Grioli's Theorem with weights and the relaxed-polar mechanism of optimal Cosserat rotations

Let $F \in {\rm GL}^+(3)$ and consider the right polar decomposition $F = R_p(F)\cdot U$ into an orthogonal factor $R_p(F) \in {\rm SO}(3)$ and a symmetric, positive definite factor $U(F) = \sqrt{F^TF} \in {\rm Psym}(3)$. In 1940 Giuseppe Grioli proved that $$ {\rm argmin}_{R \in {\rm SO}(3)} ||R^TF - 1{||}^2 \quad=\quad \{\,R_p(F)\,\} \quad=\quad {\rm argmin}_{R \in {\rm SO}(3)} ||F - R{||}^2\;. $$ This variational characterization of the orthogonal factor $R_p(F) \in {\rm SO}(n)$ holds in any dimension $n \geq 2$ (a result due to Martins and Podio-Guidugli).
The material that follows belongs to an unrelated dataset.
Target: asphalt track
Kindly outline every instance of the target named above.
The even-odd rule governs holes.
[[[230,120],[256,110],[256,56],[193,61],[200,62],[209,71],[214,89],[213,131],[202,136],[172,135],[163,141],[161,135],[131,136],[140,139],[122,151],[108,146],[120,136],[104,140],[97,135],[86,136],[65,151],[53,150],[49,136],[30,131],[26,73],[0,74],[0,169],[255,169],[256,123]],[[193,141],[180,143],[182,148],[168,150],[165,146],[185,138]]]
In a similar spirit, we characterize the optimal rotations $$ {\rm rpolar}_{\mu,\mu_c}(F) \;:=\, {\rm argmin}_{R \in {\rm SO}(n)} \left\lbrace \mu\, ||{\rm sym}(R^TF - 1){||}^2 \;+\, \mu_c\, ||{\rm skew}(R^TF - 1){||}^2 \right\rbrace $$ for given weights $\mu > 0$ and $\mu_c \geq 0$. We identify a classical parameter range $\mu_c \geq \mu > 0$ for which Grioli's Theorem is recovered and a non-classical parameter range $\mu > \mu_c \geq 0$ giving rise to a new type of globally energy-minimizing rotations which can substantially deviate from $R_p(F)$. In mechanics, the weighted energy subject to minimization appears as the shear-stretch contribution in any geometrically nonlinear, quadratic, and isotropic Cosserat theory.